The fact that East Asians and Europeans both lack this ancestral element is peculiar, because all the evidence puts the Andamanese on the same branch as the East Asians. So you can have models whereby a composite East Asian/European population engages in back migration to Africa. Or, perhaps Ancient North Eurasians, who contributed to both Europeans and East Asians? In any case, of the models they tested it does seem that archaic admixture from a ghost population is the most likely, but that does not mean that that is the correct answer. Obviously they did not exhaust the possibilities of models and scenarios. For several years now people have been seeing strange things in the data from Australasian and isolated Southeast Eurasian groups. There’s a story here, we just don’t know much of the outlines, we’re just grasping. Both Mait Metspalu and Luca Pagani have papers in the works….

What about the clarifying? It strikes me that they used some stringent selection tests (e.g., focusing on hard sweeps?), and still hit pay-dirt on positive results for the Andamanese.
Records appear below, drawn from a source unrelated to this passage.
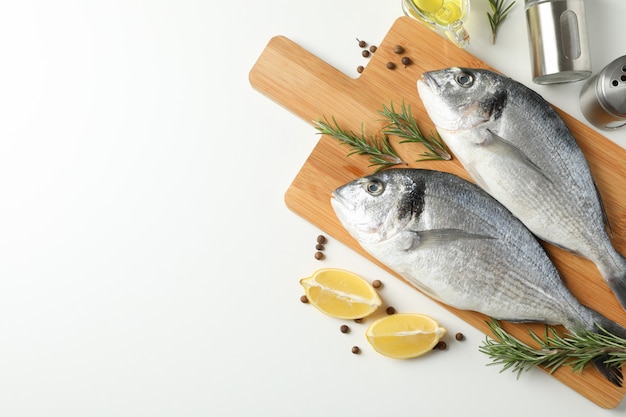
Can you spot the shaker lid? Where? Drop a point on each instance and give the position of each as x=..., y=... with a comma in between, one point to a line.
x=612, y=87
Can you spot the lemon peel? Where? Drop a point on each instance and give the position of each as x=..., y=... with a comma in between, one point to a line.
x=340, y=293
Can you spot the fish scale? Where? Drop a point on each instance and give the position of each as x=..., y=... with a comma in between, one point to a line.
x=414, y=221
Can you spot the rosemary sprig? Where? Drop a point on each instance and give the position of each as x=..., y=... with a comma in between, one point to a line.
x=500, y=12
x=576, y=350
x=381, y=153
x=404, y=126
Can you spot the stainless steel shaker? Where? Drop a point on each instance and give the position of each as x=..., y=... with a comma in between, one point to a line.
x=557, y=33
x=603, y=97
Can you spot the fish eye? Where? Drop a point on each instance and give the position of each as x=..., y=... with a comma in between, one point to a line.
x=374, y=187
x=464, y=79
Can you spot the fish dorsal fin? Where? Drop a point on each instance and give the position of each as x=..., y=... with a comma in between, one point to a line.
x=604, y=215
x=505, y=148
x=425, y=239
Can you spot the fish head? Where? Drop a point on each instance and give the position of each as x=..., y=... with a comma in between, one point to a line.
x=458, y=99
x=375, y=208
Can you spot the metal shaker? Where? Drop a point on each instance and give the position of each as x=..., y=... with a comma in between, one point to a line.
x=557, y=33
x=603, y=97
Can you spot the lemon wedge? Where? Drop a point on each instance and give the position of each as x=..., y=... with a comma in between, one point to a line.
x=404, y=336
x=340, y=293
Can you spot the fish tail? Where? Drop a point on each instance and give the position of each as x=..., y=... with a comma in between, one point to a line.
x=602, y=325
x=618, y=286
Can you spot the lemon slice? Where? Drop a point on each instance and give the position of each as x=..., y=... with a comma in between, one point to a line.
x=404, y=336
x=340, y=293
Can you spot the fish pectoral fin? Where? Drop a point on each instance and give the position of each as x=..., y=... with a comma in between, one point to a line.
x=503, y=147
x=424, y=239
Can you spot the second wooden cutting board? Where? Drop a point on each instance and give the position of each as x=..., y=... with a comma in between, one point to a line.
x=313, y=89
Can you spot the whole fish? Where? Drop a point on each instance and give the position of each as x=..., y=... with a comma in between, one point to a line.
x=515, y=146
x=456, y=243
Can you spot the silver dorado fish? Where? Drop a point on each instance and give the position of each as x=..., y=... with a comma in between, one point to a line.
x=456, y=243
x=515, y=146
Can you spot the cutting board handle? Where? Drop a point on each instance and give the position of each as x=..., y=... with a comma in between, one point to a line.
x=311, y=87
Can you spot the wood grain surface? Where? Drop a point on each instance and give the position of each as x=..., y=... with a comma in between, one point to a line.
x=312, y=89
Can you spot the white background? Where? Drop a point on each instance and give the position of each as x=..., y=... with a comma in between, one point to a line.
x=148, y=264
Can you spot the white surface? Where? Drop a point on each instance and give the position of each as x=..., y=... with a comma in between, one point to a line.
x=148, y=264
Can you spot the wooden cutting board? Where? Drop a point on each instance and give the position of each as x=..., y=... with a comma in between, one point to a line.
x=313, y=89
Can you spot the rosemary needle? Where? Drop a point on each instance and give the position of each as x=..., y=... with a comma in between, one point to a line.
x=404, y=126
x=576, y=350
x=381, y=152
x=500, y=12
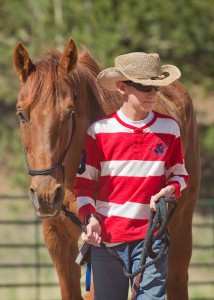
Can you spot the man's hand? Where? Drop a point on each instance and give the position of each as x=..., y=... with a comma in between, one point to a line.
x=93, y=232
x=167, y=192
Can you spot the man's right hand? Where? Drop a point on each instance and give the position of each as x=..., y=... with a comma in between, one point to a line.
x=93, y=232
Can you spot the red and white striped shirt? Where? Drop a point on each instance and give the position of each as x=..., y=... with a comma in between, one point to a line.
x=128, y=162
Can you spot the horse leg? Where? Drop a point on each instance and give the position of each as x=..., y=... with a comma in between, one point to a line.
x=61, y=238
x=180, y=230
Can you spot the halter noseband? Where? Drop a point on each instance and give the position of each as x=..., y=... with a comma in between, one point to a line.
x=57, y=165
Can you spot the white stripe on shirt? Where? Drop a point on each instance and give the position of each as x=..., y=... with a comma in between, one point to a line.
x=127, y=210
x=133, y=168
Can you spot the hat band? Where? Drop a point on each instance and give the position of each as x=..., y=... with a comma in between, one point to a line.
x=159, y=77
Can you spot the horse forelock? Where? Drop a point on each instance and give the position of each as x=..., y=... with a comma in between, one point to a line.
x=45, y=82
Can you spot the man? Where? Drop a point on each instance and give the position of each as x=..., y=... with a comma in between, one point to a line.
x=134, y=157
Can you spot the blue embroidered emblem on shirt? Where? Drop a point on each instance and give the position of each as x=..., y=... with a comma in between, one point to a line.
x=159, y=150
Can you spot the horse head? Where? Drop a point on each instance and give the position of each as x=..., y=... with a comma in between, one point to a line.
x=51, y=91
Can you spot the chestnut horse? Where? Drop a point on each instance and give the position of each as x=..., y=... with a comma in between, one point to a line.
x=51, y=91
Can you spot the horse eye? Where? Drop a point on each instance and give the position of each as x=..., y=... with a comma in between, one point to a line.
x=21, y=116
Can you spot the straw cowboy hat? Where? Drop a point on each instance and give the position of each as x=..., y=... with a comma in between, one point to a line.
x=138, y=67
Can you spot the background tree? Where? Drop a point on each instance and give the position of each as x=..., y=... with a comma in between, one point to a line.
x=181, y=31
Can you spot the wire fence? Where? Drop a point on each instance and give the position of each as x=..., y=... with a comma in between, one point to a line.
x=26, y=271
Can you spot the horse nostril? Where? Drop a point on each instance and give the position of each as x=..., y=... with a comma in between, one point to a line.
x=34, y=197
x=31, y=192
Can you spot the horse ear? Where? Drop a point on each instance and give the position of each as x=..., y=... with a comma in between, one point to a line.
x=69, y=58
x=22, y=62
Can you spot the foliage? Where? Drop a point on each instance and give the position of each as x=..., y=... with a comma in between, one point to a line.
x=181, y=31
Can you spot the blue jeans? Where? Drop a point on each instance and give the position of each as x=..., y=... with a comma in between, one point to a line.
x=110, y=282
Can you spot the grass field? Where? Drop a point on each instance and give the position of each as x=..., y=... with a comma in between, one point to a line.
x=17, y=262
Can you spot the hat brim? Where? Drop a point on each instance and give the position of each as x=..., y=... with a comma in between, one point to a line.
x=108, y=77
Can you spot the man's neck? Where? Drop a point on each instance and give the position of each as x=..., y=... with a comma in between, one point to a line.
x=133, y=114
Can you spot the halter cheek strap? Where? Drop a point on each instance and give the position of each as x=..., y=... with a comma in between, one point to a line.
x=47, y=171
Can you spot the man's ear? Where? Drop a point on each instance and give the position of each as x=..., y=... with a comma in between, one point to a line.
x=122, y=87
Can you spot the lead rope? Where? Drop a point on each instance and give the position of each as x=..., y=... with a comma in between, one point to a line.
x=158, y=223
x=158, y=220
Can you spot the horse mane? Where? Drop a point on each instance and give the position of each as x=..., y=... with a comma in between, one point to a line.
x=82, y=78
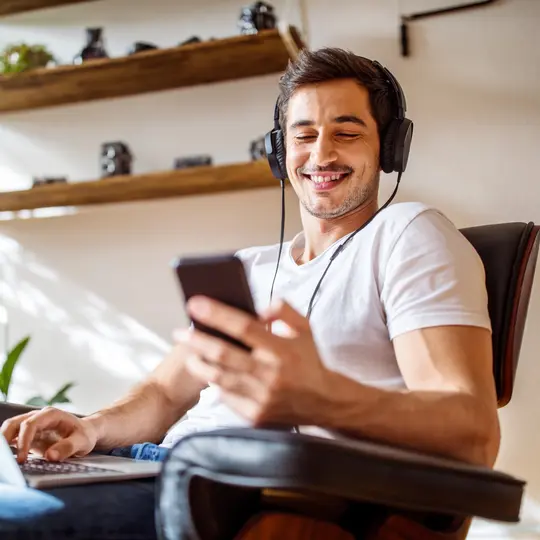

Both selection tests, and polygenic scores, suggest there’s a bias toward being small in these two groups. I’m curious if the Sentinelese would be the same. The thesis here is that islands result in dwarfism. But I wonder if the selection here is very recent indeed. The authors note that some of the sweeps are not complete. In the last few hundred years there has been a massive demographic collapse of the Andaman Islanders, and only the Sentinelese preserve their lifestyle in a pristine fashion.

This relates to the question in regards to phylogenetics. The authors indicate the the phenotype of these Austro-Melanesian populations is not necessarily due to shared descent from Africans, but adaptation to local circumstances. I don’t think they’ve proven it as such, but they’ve definitely shown that there’s a lot of selection occur in their new habitats. Curiously they don’t detect that there’s been adaptive introgression from the archaic, but I’m not sure if they have the power to detect that sort of thing anyhow. But, it might indicate that the admixture occurred further north?

Finally, I should mention that the Andamanese genomes are now online.